El robo del siglo 
Argentina, 2020, 114′
Dirigida por Ariel Winograd.
Con Guillermo Francella, Diego Peretti, Luis Luque, Pablo Rago y Rafael Ferro.

Los límites del mainstream

Por Rodrigo Martín Seijas

El sub-género de robos y estafas es prácticamente inoxidable, en buena medida porque su molde básico permite muchas veces funcionar como un soporte para otras capas temáticas, narrativas y genéricas: la comedia, el thriller, el cuento de amistad, las nociones del profesionalismo, las lecturas socio-políticas. Eso explica en buena medida su potencialidad para conectar con los espectadores y también que una cinematografía como la argentina termine utilizándolo: al fin y al cabo, es una forma más simple y directa –aunque no deje de poseer su dosis de sofisticación- para interpelar a ese público adulto, de treinta y pico para arriba, que es desde hace mucho tiempo su único sostén. 

Quizás haya sido Fabián Bielinsky el que marcó un camino posible con el suceso de Nueva reinas, pero los éxitos de La odisea de los giles y ahora de El robo del siglo evidencian una consolidación de este rumbo. La primera aproximándose al delito desde la mirada de la clase media trabajadora “obligada” al delito, la segunda desde la perspectiva de los delincuentes “profesionales”. Entre ambas conforman un cine argentino masivo destinado a las audiencias de clase media profesional, que ve en estas historias una especie de camino de revancha –sumamente circunstancial y esquemático, por cierto- contra los poderes capitalistas, con un trasfondo social e histórico siempre latente. En el caso de la película de Ariel Winograd, el famoso robo al Banco Río realizado en el 2006, donde una banda de ladrones armó una toma de rehenes que ejerció de distracción mientras se dedicaban a vaciar la bóveda, llevándose bienes y efectivo por una cifra nunca precisada pero indudablemente millonaria. 

Lo cierto es que donde mejor funciona El robo del siglo es en su aspecto más “profesional”, en cómo retrata el laburo de un grupo de tipos que detectan una oportunidad única, con un plan que se va construyendo progresivamente y revelándose ante los ojos de los espectadores a medida que avanza la trama. Es por esta vía que el film va desplegando con mayor efectividad sus distintas superficies, que incluyen dosis puntuales de comedia, la tensión mientras se van ejecutando las distintas fases del robo y el juego con el artificio dentro del artificio, la puesta en escena/engaño del hecho real aplicada a la materialidad cinematográfica. Lo contrario sucede cuando la película quiere construir un marco afectivo y moral que justifique a los protagonistas: tanto las líneas de diálogo que enuncia el cerebro detrás del golpe que interpreta Diego Peretti, explicando la necesidad de un equilibrio cuasi justiciero; como las escenas del profesional del robo que encarna Guillermo Francella con su hija, queriendo mostrar que la quiere a pesar de mentirle, lucen cuando menos forzadas y hasta culposas. Es como si el relato necesitara pulir las miserias –que en verdad no son más que defectos- de los personajes, agregándoles una pátina entre romántica y sensible, que casi nunca pasa del apunte banal, para así no incomodar a los espectadores y que estos puedan empatizar con un grupo de tipos que no dejan de ser lo esperable y obvio: profesionales del delito. Eso se nota particularmente en los minutos finales, donde las resoluciones son entre tranquilizadoras y políticamente correctas. 

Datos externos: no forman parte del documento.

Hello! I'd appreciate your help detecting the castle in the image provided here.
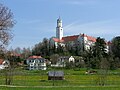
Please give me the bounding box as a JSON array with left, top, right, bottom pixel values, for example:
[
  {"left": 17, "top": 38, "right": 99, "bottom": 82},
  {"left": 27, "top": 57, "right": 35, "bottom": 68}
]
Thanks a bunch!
[{"left": 52, "top": 17, "right": 108, "bottom": 51}]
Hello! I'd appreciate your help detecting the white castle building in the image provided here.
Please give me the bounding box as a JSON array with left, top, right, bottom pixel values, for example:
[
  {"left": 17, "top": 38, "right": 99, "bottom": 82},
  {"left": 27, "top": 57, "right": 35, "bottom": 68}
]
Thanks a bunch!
[{"left": 52, "top": 17, "right": 108, "bottom": 51}]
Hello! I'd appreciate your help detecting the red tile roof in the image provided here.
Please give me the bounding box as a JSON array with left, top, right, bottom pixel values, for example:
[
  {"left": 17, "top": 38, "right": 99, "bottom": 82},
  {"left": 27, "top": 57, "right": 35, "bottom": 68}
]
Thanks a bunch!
[{"left": 62, "top": 35, "right": 79, "bottom": 42}]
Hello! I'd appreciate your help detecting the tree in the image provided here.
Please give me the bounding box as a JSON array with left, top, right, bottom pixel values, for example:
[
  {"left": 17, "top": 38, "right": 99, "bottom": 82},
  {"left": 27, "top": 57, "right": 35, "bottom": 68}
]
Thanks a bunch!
[
  {"left": 0, "top": 4, "right": 15, "bottom": 85},
  {"left": 93, "top": 37, "right": 107, "bottom": 57},
  {"left": 0, "top": 4, "right": 15, "bottom": 50},
  {"left": 111, "top": 36, "right": 120, "bottom": 58}
]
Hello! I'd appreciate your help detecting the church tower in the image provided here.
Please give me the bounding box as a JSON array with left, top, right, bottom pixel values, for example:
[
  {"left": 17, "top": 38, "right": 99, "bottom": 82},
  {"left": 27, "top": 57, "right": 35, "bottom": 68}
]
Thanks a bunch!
[{"left": 56, "top": 17, "right": 63, "bottom": 40}]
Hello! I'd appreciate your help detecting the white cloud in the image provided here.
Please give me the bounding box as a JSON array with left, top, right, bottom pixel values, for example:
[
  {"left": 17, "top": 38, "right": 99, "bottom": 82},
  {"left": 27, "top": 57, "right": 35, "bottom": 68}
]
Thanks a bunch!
[{"left": 67, "top": 0, "right": 96, "bottom": 5}]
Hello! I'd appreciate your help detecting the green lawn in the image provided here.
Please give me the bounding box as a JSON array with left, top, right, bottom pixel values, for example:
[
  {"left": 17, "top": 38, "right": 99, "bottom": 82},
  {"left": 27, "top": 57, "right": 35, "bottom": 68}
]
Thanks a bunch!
[
  {"left": 0, "top": 69, "right": 120, "bottom": 90},
  {"left": 0, "top": 86, "right": 120, "bottom": 90}
]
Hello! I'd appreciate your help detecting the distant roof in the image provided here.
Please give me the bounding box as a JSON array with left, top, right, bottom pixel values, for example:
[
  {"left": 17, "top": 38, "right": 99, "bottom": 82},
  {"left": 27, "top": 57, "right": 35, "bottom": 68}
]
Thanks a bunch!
[
  {"left": 81, "top": 34, "right": 96, "bottom": 42},
  {"left": 62, "top": 35, "right": 79, "bottom": 42},
  {"left": 29, "top": 56, "right": 42, "bottom": 59},
  {"left": 48, "top": 71, "right": 64, "bottom": 77}
]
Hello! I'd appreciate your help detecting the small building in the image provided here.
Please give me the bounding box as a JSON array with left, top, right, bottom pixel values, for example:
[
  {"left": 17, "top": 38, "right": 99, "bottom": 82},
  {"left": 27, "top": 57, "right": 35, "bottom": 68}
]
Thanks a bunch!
[
  {"left": 26, "top": 56, "right": 47, "bottom": 70},
  {"left": 53, "top": 56, "right": 75, "bottom": 67},
  {"left": 48, "top": 71, "right": 64, "bottom": 80}
]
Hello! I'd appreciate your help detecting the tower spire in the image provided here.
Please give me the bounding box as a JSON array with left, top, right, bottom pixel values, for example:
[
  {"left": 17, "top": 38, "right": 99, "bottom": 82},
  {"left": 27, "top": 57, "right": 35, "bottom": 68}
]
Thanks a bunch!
[{"left": 56, "top": 16, "right": 63, "bottom": 40}]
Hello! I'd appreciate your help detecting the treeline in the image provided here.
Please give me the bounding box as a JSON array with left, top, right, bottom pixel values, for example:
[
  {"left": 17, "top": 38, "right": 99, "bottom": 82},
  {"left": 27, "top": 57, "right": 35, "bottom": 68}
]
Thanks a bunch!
[{"left": 7, "top": 36, "right": 120, "bottom": 69}]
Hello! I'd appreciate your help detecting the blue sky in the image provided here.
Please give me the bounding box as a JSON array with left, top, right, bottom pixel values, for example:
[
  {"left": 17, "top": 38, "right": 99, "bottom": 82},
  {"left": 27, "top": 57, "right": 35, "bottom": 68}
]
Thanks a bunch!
[{"left": 0, "top": 0, "right": 120, "bottom": 48}]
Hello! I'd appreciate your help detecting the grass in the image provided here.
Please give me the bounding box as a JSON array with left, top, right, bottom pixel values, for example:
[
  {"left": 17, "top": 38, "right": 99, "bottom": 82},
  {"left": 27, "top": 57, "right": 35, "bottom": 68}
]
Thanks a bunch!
[
  {"left": 0, "top": 86, "right": 120, "bottom": 90},
  {"left": 0, "top": 69, "right": 120, "bottom": 90}
]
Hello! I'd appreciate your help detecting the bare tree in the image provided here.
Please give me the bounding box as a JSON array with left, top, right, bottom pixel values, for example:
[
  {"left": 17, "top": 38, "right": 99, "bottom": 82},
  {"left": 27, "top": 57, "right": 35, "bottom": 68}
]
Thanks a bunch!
[{"left": 0, "top": 4, "right": 15, "bottom": 50}]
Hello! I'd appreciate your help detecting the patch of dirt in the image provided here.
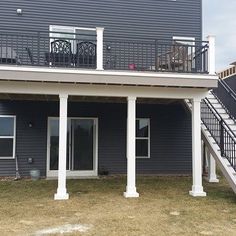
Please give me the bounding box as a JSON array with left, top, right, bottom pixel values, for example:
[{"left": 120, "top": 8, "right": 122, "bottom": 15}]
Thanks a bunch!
[{"left": 34, "top": 224, "right": 91, "bottom": 236}]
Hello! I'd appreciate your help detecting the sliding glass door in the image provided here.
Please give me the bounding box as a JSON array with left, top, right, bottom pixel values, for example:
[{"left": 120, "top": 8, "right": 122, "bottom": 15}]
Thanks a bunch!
[{"left": 48, "top": 118, "right": 97, "bottom": 177}]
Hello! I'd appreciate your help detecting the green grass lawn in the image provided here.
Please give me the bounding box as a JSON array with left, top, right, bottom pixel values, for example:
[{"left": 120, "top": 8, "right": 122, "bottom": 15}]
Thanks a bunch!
[{"left": 0, "top": 174, "right": 236, "bottom": 236}]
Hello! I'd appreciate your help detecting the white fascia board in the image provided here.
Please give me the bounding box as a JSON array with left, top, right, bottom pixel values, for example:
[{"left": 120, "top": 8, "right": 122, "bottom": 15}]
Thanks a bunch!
[
  {"left": 0, "top": 81, "right": 208, "bottom": 99},
  {"left": 0, "top": 66, "right": 218, "bottom": 88}
]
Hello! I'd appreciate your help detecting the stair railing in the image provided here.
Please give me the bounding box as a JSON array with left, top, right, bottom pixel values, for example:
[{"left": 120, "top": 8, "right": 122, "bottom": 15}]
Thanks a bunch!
[
  {"left": 212, "top": 79, "right": 236, "bottom": 120},
  {"left": 201, "top": 98, "right": 236, "bottom": 171}
]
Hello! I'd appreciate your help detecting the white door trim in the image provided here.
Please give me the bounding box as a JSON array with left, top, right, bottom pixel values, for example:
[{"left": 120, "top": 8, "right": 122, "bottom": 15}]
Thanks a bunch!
[{"left": 46, "top": 116, "right": 98, "bottom": 179}]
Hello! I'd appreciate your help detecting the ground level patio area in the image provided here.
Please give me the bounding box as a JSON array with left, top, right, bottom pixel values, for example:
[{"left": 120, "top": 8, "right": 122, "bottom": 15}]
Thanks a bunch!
[{"left": 0, "top": 176, "right": 236, "bottom": 236}]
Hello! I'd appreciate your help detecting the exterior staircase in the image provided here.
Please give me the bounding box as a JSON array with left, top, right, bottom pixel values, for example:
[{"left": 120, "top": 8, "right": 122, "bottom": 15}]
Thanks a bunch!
[{"left": 185, "top": 80, "right": 236, "bottom": 193}]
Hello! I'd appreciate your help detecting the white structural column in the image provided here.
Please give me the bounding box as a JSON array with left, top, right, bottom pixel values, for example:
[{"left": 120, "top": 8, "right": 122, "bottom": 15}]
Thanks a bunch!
[
  {"left": 124, "top": 97, "right": 139, "bottom": 198},
  {"left": 96, "top": 27, "right": 104, "bottom": 70},
  {"left": 206, "top": 147, "right": 219, "bottom": 183},
  {"left": 54, "top": 94, "right": 69, "bottom": 200},
  {"left": 189, "top": 98, "right": 206, "bottom": 197},
  {"left": 207, "top": 36, "right": 216, "bottom": 75}
]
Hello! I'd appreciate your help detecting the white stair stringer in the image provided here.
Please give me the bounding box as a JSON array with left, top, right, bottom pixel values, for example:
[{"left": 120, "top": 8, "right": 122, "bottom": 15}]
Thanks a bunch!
[
  {"left": 185, "top": 100, "right": 236, "bottom": 194},
  {"left": 202, "top": 124, "right": 236, "bottom": 193}
]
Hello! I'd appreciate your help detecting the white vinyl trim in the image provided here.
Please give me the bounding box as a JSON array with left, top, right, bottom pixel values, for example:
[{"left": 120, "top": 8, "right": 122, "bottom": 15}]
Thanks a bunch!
[
  {"left": 0, "top": 115, "right": 16, "bottom": 159},
  {"left": 47, "top": 117, "right": 98, "bottom": 178},
  {"left": 135, "top": 118, "right": 151, "bottom": 159}
]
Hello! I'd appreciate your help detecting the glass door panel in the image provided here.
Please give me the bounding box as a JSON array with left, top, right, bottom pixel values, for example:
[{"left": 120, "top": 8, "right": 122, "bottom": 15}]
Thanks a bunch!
[
  {"left": 49, "top": 118, "right": 95, "bottom": 171},
  {"left": 49, "top": 118, "right": 70, "bottom": 170},
  {"left": 71, "top": 119, "right": 94, "bottom": 170}
]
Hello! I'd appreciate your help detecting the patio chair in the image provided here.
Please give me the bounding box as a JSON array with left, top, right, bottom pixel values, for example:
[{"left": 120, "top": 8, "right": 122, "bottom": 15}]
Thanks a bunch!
[
  {"left": 25, "top": 47, "right": 34, "bottom": 65},
  {"left": 75, "top": 41, "right": 97, "bottom": 68},
  {"left": 49, "top": 39, "right": 73, "bottom": 66},
  {"left": 157, "top": 41, "right": 192, "bottom": 72}
]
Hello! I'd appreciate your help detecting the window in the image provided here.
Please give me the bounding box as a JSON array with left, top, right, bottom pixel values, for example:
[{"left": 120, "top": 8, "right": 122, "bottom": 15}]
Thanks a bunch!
[
  {"left": 136, "top": 118, "right": 150, "bottom": 158},
  {"left": 0, "top": 115, "right": 16, "bottom": 159}
]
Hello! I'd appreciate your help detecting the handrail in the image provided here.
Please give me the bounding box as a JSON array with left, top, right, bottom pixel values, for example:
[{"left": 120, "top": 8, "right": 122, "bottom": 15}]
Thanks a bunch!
[
  {"left": 212, "top": 79, "right": 236, "bottom": 120},
  {"left": 205, "top": 98, "right": 236, "bottom": 139},
  {"left": 202, "top": 98, "right": 236, "bottom": 171},
  {"left": 219, "top": 79, "right": 236, "bottom": 101}
]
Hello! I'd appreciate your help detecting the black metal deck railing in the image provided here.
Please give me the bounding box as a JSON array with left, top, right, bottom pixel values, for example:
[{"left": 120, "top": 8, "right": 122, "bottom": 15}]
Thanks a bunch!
[
  {"left": 201, "top": 98, "right": 236, "bottom": 171},
  {"left": 104, "top": 38, "right": 208, "bottom": 73},
  {"left": 212, "top": 79, "right": 236, "bottom": 120},
  {"left": 0, "top": 30, "right": 208, "bottom": 73},
  {"left": 0, "top": 31, "right": 96, "bottom": 68}
]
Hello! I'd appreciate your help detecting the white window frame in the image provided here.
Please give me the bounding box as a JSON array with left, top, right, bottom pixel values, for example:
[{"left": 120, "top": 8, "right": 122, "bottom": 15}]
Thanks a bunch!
[
  {"left": 135, "top": 118, "right": 151, "bottom": 159},
  {"left": 0, "top": 115, "right": 16, "bottom": 159}
]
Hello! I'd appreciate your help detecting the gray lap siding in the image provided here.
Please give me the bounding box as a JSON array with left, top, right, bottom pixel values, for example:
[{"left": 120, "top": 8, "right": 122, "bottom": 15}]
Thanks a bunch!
[{"left": 0, "top": 101, "right": 192, "bottom": 176}]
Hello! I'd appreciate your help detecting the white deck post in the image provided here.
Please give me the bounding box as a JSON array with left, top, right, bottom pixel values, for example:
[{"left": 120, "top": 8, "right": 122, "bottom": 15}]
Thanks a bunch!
[
  {"left": 189, "top": 98, "right": 206, "bottom": 197},
  {"left": 54, "top": 94, "right": 69, "bottom": 200},
  {"left": 207, "top": 36, "right": 216, "bottom": 75},
  {"left": 124, "top": 97, "right": 139, "bottom": 198},
  {"left": 96, "top": 27, "right": 104, "bottom": 70},
  {"left": 206, "top": 147, "right": 219, "bottom": 183}
]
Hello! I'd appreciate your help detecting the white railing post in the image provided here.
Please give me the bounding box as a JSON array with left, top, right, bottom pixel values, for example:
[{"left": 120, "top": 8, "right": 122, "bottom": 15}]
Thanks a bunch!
[
  {"left": 96, "top": 27, "right": 104, "bottom": 70},
  {"left": 207, "top": 36, "right": 216, "bottom": 75},
  {"left": 189, "top": 98, "right": 206, "bottom": 197},
  {"left": 54, "top": 94, "right": 69, "bottom": 200},
  {"left": 206, "top": 147, "right": 219, "bottom": 183},
  {"left": 124, "top": 97, "right": 139, "bottom": 198}
]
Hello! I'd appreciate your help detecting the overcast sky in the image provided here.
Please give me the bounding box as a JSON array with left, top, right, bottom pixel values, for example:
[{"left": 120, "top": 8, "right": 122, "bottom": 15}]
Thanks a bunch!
[{"left": 202, "top": 0, "right": 236, "bottom": 71}]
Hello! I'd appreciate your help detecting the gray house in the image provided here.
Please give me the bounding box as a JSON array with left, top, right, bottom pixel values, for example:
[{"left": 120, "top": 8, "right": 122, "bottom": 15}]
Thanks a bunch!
[{"left": 0, "top": 0, "right": 218, "bottom": 199}]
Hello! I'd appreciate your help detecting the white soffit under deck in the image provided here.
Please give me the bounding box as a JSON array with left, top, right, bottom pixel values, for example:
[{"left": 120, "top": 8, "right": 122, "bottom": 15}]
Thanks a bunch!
[{"left": 0, "top": 66, "right": 218, "bottom": 88}]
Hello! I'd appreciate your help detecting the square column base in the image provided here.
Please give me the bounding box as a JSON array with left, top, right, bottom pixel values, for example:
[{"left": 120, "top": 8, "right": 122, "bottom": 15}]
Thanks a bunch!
[
  {"left": 189, "top": 191, "right": 206, "bottom": 197},
  {"left": 207, "top": 178, "right": 220, "bottom": 183},
  {"left": 124, "top": 192, "right": 139, "bottom": 198},
  {"left": 189, "top": 185, "right": 206, "bottom": 197},
  {"left": 54, "top": 193, "right": 69, "bottom": 200}
]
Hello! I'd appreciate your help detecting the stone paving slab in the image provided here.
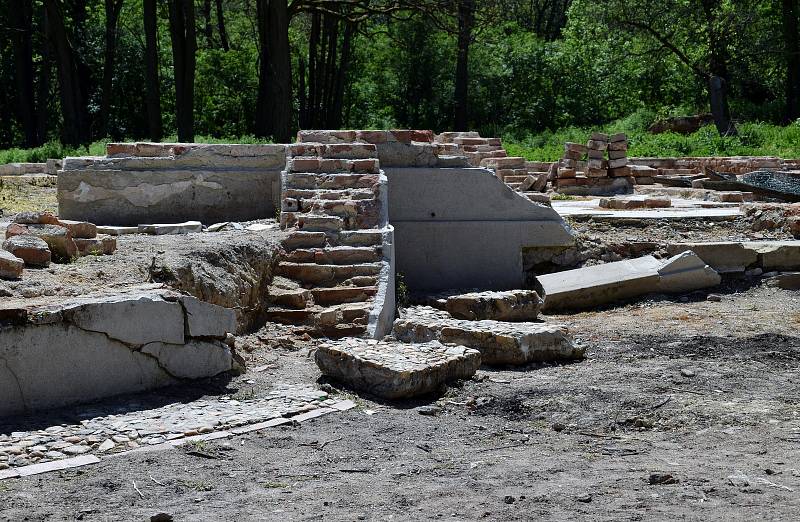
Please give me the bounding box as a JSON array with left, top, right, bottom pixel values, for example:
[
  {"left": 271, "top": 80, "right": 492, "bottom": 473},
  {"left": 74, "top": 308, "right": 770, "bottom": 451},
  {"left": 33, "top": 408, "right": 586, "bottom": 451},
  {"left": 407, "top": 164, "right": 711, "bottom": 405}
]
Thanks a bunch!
[
  {"left": 315, "top": 338, "right": 481, "bottom": 399},
  {"left": 0, "top": 384, "right": 330, "bottom": 472},
  {"left": 394, "top": 306, "right": 585, "bottom": 366},
  {"left": 445, "top": 290, "right": 544, "bottom": 321}
]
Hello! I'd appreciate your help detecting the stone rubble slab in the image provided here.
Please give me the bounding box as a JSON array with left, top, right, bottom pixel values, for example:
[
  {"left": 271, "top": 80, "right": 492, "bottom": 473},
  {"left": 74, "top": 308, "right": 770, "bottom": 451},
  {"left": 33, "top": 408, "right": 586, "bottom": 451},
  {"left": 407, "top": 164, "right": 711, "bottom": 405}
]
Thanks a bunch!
[
  {"left": 446, "top": 290, "right": 544, "bottom": 321},
  {"left": 537, "top": 251, "right": 721, "bottom": 311},
  {"left": 0, "top": 384, "right": 332, "bottom": 477},
  {"left": 393, "top": 306, "right": 585, "bottom": 366},
  {"left": 315, "top": 338, "right": 481, "bottom": 399},
  {"left": 17, "top": 455, "right": 100, "bottom": 477}
]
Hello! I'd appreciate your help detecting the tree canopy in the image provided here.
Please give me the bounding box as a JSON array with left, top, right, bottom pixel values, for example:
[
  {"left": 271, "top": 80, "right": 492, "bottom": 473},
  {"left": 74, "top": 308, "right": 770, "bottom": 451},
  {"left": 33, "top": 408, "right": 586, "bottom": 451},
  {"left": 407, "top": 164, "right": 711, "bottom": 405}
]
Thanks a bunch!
[{"left": 0, "top": 0, "right": 800, "bottom": 148}]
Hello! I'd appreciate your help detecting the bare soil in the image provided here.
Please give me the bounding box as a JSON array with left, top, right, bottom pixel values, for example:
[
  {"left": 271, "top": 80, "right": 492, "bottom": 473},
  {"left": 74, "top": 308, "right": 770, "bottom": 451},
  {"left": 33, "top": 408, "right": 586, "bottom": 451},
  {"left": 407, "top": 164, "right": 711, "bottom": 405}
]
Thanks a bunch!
[
  {"left": 0, "top": 181, "right": 800, "bottom": 521},
  {"left": 0, "top": 278, "right": 800, "bottom": 521}
]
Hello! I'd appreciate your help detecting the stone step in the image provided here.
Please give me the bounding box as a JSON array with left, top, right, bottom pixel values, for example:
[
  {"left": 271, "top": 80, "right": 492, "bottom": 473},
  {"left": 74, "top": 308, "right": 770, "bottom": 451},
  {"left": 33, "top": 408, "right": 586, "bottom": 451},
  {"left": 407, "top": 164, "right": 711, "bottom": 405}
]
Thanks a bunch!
[
  {"left": 311, "top": 286, "right": 378, "bottom": 306},
  {"left": 286, "top": 156, "right": 380, "bottom": 174},
  {"left": 296, "top": 212, "right": 344, "bottom": 232},
  {"left": 276, "top": 261, "right": 381, "bottom": 287},
  {"left": 269, "top": 287, "right": 311, "bottom": 310},
  {"left": 285, "top": 172, "right": 380, "bottom": 190},
  {"left": 393, "top": 306, "right": 585, "bottom": 365},
  {"left": 281, "top": 230, "right": 328, "bottom": 251},
  {"left": 283, "top": 188, "right": 375, "bottom": 200},
  {"left": 661, "top": 169, "right": 700, "bottom": 176},
  {"left": 283, "top": 246, "right": 382, "bottom": 265}
]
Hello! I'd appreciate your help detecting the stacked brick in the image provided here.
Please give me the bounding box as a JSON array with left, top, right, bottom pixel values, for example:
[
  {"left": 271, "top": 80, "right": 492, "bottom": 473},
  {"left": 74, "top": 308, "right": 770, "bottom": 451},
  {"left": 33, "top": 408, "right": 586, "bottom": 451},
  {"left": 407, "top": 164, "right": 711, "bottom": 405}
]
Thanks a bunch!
[
  {"left": 555, "top": 132, "right": 634, "bottom": 192},
  {"left": 434, "top": 132, "right": 553, "bottom": 202},
  {"left": 267, "top": 136, "right": 388, "bottom": 338}
]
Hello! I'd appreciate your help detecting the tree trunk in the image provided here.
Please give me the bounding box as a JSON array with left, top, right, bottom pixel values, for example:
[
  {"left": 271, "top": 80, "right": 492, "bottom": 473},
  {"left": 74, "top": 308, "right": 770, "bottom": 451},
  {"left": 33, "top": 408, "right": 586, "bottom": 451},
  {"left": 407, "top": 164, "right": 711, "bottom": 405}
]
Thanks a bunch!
[
  {"left": 203, "top": 0, "right": 214, "bottom": 49},
  {"left": 8, "top": 0, "right": 40, "bottom": 147},
  {"left": 169, "top": 0, "right": 197, "bottom": 143},
  {"left": 255, "top": 0, "right": 292, "bottom": 143},
  {"left": 44, "top": 0, "right": 90, "bottom": 145},
  {"left": 783, "top": 0, "right": 800, "bottom": 123},
  {"left": 142, "top": 0, "right": 163, "bottom": 142},
  {"left": 331, "top": 22, "right": 356, "bottom": 129},
  {"left": 708, "top": 75, "right": 736, "bottom": 136},
  {"left": 100, "top": 0, "right": 123, "bottom": 137},
  {"left": 216, "top": 0, "right": 230, "bottom": 52},
  {"left": 303, "top": 13, "right": 320, "bottom": 129},
  {"left": 453, "top": 0, "right": 475, "bottom": 131}
]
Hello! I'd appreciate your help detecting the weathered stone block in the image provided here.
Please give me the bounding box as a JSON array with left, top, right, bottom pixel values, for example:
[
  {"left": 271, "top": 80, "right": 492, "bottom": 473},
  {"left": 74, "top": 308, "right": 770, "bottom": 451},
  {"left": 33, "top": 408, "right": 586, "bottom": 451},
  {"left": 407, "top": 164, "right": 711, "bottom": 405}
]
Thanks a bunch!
[
  {"left": 0, "top": 250, "right": 25, "bottom": 279},
  {"left": 315, "top": 338, "right": 481, "bottom": 399},
  {"left": 56, "top": 219, "right": 97, "bottom": 239},
  {"left": 3, "top": 234, "right": 50, "bottom": 267},
  {"left": 14, "top": 211, "right": 61, "bottom": 225},
  {"left": 142, "top": 340, "right": 233, "bottom": 379},
  {"left": 393, "top": 306, "right": 584, "bottom": 366},
  {"left": 446, "top": 290, "right": 544, "bottom": 321}
]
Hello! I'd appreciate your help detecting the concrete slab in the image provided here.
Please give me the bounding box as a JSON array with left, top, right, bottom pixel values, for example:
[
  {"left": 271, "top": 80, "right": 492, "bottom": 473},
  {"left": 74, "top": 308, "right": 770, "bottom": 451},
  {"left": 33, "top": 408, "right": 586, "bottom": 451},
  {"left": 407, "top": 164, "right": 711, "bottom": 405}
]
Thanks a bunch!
[
  {"left": 667, "top": 241, "right": 758, "bottom": 273},
  {"left": 537, "top": 251, "right": 721, "bottom": 311},
  {"left": 446, "top": 290, "right": 544, "bottom": 321},
  {"left": 384, "top": 167, "right": 574, "bottom": 290},
  {"left": 744, "top": 241, "right": 800, "bottom": 272},
  {"left": 658, "top": 251, "right": 722, "bottom": 294},
  {"left": 536, "top": 256, "right": 661, "bottom": 311}
]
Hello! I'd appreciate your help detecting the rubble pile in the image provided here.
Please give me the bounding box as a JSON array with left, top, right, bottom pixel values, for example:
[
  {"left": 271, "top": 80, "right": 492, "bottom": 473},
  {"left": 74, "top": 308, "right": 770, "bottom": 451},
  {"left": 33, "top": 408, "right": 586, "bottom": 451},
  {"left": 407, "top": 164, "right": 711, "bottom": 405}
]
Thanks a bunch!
[
  {"left": 434, "top": 131, "right": 555, "bottom": 203},
  {"left": 0, "top": 212, "right": 117, "bottom": 279}
]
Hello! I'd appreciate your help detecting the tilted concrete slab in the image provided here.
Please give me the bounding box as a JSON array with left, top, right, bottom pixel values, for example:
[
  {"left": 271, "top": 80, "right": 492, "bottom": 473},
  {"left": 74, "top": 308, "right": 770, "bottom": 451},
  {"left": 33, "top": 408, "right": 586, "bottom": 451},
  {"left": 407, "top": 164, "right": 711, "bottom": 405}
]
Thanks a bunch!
[
  {"left": 384, "top": 167, "right": 574, "bottom": 290},
  {"left": 658, "top": 250, "right": 722, "bottom": 294},
  {"left": 667, "top": 241, "right": 758, "bottom": 273},
  {"left": 744, "top": 241, "right": 800, "bottom": 272},
  {"left": 393, "top": 306, "right": 584, "bottom": 366},
  {"left": 536, "top": 256, "right": 661, "bottom": 311},
  {"left": 58, "top": 144, "right": 286, "bottom": 225},
  {"left": 0, "top": 287, "right": 235, "bottom": 416}
]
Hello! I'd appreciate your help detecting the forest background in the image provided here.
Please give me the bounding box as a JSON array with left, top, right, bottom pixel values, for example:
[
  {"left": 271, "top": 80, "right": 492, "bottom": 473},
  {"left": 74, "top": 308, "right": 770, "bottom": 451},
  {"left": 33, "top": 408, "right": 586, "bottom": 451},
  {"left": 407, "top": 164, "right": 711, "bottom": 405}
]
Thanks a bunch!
[{"left": 0, "top": 0, "right": 800, "bottom": 163}]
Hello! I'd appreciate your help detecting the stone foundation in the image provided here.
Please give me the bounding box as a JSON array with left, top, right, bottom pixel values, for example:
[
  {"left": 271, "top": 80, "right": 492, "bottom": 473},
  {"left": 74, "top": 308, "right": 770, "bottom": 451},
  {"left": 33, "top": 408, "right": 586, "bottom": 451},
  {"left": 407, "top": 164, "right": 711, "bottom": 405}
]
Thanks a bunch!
[{"left": 58, "top": 143, "right": 286, "bottom": 225}]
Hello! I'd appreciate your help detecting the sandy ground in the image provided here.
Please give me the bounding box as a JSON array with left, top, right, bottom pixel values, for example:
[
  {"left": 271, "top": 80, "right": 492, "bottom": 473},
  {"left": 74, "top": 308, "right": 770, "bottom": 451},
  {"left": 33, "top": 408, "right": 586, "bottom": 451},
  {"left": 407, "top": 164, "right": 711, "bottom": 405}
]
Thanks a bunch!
[{"left": 0, "top": 285, "right": 800, "bottom": 520}]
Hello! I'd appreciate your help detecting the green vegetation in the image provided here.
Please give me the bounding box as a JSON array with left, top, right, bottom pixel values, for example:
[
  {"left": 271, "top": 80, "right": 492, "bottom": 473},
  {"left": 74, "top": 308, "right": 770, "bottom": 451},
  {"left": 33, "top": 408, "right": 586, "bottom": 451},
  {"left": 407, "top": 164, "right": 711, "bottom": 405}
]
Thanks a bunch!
[
  {"left": 510, "top": 119, "right": 800, "bottom": 161},
  {"left": 0, "top": 0, "right": 800, "bottom": 155}
]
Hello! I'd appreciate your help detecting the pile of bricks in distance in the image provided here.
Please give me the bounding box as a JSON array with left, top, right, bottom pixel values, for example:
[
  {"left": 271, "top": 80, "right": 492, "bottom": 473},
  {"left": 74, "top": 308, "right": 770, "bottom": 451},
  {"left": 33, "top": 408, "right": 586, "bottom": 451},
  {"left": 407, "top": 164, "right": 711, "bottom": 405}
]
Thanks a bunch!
[{"left": 557, "top": 132, "right": 631, "bottom": 186}]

Viendo El robo del siglo, no podía evitar recordar películas como El plan perfecto o El gran golpe, que eluden la comedia o la sátira, pero se ocupan de construir entramados socio-políticos que funcionan como marcos de eventos particulares. Si esos films conseguían fusionar con tremenda precisión temas y acciones de la mano de un profesionalismo férreo, haciéndose cargo de cómo eran sus protagonistas, El robo del siglo se deja ganar por una culpa entre biempensante y facilista, que le impide ir más allá de las sentencias obvias o los pasajes de astucia narrativa. De ahí que solo pueda sostenerse a partir de la suma de sus partes: un director experimentado, un elenco sólido, algunas líneas de diálogo ingeniosas, la historia real repleta de elementos fascinantes. No hay mucho más que eso y el film es primariamente un síntoma de que el cine argentino mainstream, desde hace muchos años, no tiene un techo muy alto y los recursos con los que cuenta son limitados.